Chichester Festival Theatre, located in Chichester, Sussex, England, was designed by Philip Powell and Hidalgo Moya, and opened by its founder Leslie Evershed-Martin in 1962. Subsequently the smaller and more intimate Minerva Theatre was built nearby in 1989.
The inaugural Artistic Director was Sir Laurence Olivier, and it was at Chichester that the first National Theatre company was formed. Chichester's productions would transfer to the NT's base at the Old Vic in London. The opening productions in 1962 were: The Chances by John Fletcher (first production 1638) which opened on 3 July; The Broken Heart (1633), by John Ford, opened 9 July; Uncle Vanya (1896), by Anton Chekov, opened 16 July. Among the actors in the opening season were: Lewis Casson, Fay Compton, Joan Greenwood, Rosemary Harris, Kathleen Harrison, Keith Michell, André Morell, John Neville, Laurence Olivier, Joan Plowright, Michael Redgrave, Athene Seyler, Sybil Thorndike and Peter Woodthorpe.

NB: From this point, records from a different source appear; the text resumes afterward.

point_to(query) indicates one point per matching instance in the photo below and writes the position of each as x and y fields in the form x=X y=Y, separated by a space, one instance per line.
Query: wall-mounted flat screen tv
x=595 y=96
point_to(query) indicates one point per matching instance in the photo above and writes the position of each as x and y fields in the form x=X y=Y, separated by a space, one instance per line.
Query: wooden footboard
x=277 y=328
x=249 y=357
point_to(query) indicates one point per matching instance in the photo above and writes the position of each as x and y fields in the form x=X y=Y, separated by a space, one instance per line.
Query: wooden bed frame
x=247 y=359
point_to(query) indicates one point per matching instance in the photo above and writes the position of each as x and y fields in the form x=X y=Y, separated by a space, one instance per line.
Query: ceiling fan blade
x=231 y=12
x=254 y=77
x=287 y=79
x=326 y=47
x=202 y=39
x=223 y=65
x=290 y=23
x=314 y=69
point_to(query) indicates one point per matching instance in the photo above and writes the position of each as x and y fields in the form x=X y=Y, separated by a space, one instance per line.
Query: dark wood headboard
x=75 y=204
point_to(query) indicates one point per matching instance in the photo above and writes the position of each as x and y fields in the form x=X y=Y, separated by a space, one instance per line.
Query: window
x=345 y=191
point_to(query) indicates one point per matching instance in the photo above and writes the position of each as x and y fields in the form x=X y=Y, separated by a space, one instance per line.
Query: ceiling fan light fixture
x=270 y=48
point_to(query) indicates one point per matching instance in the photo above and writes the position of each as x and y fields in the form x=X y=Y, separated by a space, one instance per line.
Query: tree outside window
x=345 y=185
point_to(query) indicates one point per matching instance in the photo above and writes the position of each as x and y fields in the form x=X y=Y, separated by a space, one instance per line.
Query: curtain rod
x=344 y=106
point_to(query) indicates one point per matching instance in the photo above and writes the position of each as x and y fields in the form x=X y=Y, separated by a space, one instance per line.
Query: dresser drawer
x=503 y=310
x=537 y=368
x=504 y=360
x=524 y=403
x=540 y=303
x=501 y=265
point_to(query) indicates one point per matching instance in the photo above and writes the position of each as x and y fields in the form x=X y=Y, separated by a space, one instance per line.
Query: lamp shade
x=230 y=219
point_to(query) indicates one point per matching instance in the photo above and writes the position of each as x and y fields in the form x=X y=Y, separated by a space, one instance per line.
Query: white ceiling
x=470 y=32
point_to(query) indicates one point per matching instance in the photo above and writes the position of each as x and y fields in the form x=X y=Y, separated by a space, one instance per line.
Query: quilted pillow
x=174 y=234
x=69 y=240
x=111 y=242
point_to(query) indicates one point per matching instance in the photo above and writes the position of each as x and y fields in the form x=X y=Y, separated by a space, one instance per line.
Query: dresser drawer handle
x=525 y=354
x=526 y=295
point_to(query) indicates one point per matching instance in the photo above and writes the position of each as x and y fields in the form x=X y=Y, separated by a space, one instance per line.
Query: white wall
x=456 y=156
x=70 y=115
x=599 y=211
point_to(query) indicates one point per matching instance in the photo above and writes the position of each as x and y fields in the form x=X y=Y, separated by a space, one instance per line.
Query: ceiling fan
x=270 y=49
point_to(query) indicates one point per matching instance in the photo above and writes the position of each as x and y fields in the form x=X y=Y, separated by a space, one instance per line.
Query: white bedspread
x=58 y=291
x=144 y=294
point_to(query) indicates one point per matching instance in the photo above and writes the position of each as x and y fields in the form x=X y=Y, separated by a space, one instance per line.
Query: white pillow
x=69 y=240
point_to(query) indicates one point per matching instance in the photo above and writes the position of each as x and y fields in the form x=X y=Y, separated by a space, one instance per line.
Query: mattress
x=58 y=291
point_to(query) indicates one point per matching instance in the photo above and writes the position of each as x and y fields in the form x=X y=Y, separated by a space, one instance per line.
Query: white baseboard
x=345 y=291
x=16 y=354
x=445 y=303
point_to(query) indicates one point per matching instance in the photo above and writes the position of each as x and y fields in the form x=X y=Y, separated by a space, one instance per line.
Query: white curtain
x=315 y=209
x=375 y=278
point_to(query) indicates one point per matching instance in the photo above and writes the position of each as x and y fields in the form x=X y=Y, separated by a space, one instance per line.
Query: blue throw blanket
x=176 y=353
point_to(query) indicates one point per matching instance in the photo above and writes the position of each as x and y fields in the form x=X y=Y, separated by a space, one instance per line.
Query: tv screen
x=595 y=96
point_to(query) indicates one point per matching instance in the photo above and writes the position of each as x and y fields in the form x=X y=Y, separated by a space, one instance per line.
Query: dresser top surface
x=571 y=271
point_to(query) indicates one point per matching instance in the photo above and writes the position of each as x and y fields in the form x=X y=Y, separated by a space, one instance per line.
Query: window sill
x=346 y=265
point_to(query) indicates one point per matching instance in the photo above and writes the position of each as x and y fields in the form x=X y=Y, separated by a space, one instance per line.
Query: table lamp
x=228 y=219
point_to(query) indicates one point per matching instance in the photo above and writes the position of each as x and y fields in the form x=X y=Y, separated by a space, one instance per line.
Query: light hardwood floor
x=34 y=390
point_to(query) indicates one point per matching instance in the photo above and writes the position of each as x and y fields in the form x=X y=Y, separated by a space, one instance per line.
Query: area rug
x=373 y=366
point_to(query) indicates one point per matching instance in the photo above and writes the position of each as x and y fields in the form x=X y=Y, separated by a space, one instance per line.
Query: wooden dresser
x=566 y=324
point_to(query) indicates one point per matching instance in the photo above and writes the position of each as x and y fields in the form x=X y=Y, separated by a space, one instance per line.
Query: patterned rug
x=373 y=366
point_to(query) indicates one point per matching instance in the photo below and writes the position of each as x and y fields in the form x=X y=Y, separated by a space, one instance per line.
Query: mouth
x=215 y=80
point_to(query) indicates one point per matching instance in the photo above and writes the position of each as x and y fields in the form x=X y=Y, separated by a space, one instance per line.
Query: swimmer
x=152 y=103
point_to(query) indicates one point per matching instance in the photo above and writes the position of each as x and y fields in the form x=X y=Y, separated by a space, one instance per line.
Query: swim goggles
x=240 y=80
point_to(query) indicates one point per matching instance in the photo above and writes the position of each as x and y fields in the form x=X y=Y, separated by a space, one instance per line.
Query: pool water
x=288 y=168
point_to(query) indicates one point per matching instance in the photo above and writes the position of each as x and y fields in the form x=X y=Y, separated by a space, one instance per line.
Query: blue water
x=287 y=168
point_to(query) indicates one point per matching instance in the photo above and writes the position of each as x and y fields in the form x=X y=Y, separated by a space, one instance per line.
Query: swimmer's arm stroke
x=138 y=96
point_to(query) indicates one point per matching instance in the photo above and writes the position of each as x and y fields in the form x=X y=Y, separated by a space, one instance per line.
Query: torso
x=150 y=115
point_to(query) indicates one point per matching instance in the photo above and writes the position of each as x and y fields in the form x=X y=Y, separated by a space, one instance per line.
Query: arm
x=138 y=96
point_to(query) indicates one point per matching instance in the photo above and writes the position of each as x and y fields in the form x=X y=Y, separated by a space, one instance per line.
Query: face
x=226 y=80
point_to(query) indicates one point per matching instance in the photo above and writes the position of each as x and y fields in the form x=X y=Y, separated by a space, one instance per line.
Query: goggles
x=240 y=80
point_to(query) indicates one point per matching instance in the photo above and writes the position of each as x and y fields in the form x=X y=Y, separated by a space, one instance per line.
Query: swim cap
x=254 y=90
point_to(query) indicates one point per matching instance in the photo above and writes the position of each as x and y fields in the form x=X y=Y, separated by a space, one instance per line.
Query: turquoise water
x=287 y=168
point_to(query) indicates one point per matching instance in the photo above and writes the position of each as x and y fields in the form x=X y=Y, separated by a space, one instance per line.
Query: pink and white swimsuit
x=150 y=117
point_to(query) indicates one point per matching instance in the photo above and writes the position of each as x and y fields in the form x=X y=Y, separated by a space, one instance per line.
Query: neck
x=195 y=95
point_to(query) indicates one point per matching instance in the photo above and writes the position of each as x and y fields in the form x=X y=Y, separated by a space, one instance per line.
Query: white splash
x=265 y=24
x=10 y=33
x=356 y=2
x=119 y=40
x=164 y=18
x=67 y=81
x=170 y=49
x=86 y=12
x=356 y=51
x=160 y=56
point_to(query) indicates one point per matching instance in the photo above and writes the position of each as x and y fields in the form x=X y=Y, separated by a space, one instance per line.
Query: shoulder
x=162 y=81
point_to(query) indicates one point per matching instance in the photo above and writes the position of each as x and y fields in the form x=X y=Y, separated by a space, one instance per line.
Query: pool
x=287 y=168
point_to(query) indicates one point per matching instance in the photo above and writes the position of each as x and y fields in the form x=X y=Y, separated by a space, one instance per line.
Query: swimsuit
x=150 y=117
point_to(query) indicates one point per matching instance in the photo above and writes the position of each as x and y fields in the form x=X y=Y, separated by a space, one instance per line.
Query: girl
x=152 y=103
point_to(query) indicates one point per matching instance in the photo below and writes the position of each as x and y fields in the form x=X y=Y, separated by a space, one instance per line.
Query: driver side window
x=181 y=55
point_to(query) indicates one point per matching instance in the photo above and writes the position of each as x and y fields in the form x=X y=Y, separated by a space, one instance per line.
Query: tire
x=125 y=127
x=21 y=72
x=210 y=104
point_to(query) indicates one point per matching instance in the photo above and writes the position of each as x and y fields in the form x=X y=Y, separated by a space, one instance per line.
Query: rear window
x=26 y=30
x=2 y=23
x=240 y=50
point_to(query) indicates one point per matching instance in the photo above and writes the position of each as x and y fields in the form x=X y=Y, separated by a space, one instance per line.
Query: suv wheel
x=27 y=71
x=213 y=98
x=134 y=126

The Festival Season usually runs from April to September and includes productions from classics to contemporary writing and musicals.
During this time the theatre also puts on outdoor promenade performances and organises other festival events including cabaret and comedy nights. A range of events is designed to add to the experience of visiting the theatre, including platform events, family days, tours and talks.
The theatre is currently run as a registered charity and is chaired by Sir William Castell. It is a Grade II* listed building.